# Scared of Birds......



## waggy Tailz (Sep 14, 2011)

Thought I would share my fear and hopefully get some advice, as this is getting silly now!

I am scared of birds.. any! Even chickens!

I do not know why either... I have not had any bad experiences as a child with them, in fact my auntie used to have 4 parrots all very tame etc I just didn't like being near them!

Where I work keep chickens, wow now that's fun for me when they escape and I am the only one there to put them back before a fox gets em lol

I am not sure if it's their feet I am not keen on or when they open their wings, actually it's both!
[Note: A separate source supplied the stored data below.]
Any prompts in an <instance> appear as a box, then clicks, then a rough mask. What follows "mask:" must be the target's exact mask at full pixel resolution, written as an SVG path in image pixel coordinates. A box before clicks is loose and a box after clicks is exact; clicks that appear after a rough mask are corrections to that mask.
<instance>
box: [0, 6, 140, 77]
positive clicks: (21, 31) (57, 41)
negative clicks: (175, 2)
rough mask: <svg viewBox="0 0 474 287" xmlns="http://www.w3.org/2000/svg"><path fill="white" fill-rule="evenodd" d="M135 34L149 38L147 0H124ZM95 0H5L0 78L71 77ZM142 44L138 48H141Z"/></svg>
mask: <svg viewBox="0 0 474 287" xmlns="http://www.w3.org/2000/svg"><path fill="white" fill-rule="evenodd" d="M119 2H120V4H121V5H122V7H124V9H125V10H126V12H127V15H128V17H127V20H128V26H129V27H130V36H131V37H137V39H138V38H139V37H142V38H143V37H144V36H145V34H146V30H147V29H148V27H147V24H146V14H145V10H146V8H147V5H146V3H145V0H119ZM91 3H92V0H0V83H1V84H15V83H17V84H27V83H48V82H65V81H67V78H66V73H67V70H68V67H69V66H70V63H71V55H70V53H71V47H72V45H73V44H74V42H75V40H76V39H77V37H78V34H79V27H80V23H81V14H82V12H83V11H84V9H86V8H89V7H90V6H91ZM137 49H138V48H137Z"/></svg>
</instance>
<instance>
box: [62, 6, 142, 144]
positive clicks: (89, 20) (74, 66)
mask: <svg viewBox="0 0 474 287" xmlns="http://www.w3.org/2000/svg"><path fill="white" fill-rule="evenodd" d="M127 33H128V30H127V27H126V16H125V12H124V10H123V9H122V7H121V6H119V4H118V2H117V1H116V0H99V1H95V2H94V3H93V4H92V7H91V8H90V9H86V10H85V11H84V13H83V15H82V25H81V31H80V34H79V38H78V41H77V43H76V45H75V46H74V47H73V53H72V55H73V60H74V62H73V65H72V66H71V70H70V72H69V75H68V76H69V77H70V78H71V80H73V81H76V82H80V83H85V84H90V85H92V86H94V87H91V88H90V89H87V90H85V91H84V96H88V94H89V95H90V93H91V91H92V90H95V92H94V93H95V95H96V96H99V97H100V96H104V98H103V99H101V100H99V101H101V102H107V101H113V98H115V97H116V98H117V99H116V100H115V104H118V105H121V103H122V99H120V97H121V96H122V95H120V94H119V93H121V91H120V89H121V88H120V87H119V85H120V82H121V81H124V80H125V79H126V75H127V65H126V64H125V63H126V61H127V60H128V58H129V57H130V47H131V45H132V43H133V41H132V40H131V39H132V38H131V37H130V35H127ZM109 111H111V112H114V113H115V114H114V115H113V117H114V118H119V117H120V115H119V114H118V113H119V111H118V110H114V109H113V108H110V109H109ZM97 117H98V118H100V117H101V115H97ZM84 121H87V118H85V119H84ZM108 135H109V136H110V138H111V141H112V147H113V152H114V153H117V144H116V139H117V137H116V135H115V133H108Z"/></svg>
So... Any advice you can give me to get over my fear, as I would like to no be afraid of birds, they are beautiful! Pictures great lol


----------



## alan g a (Feb 23, 2011)

It is said that the best way to conquer a fear is to confront it head on. A friend of mine was scrared of spiders. She decided to do something about it. She started by looking at pictures then, as she got used to the pictures, she then to life size plastic toy spiders and then finally on to the real thing. This course of action was so successful that she now has several pet spiders. Hope all goes well and that you be able to enjoy the birds around and fear them


----------



## shyfaiz (Jul 4, 2011)

Much Agreed with alan..... Now i used to be S**t scared of any bird to the extent i would shake and cry especially if they where flying .. again i never had any bad experiences as a child . I have recently got over my fear ... my OH has 5 Budgies and whilst i was in the living room his mum and him where moving the budgies to another cage ... BUT 2 of them escaped and i could not leave the room .. i HAD NO CHOICE BUT TO FACE MY FEAR!!!! i eventually got used to the birds after a few months ... his budgies then had 4 babies and now i have two budgies....  Im still a little nervy around pigeons But im getting there slowly ... a fear that i have had scince i was a lil one and now i have 2 of my own ... I absolutly adore them  So my honest advice is to face your fear ....


----------



## hawksport (Dec 27, 2009)

You could come out flying with me some time 11/16 gyr/saker - YouTube


----------



## waggy Tailz (Sep 14, 2011)

I think your right, I need to face the fear! Its so silly, I act a complete idiot when a bird comes near me lol


----------



## hawksport (Dec 27, 2009)

waggy Tailz said:


> I act a complete idiot when a bird comes near me lol


I'm the same


----------



## suewhite (Oct 31, 2009)

hawksport said:


> I'm the same


Feathered ones Hawksport


----------



## poohdog (May 16, 2010)

Well waggy Tails...here's a picture of your name... A Wagtail...


----------



## jallytony (Oct 24, 2011)

waggy Tailz said:


> Thought I would share my fear and hopefully get some advice, as this is getting silly now!
> 
> I am scared of birds.. any! Even chickens!
> 
> ...


try to treat them in another way,you will like them and won't be afraid of them


----------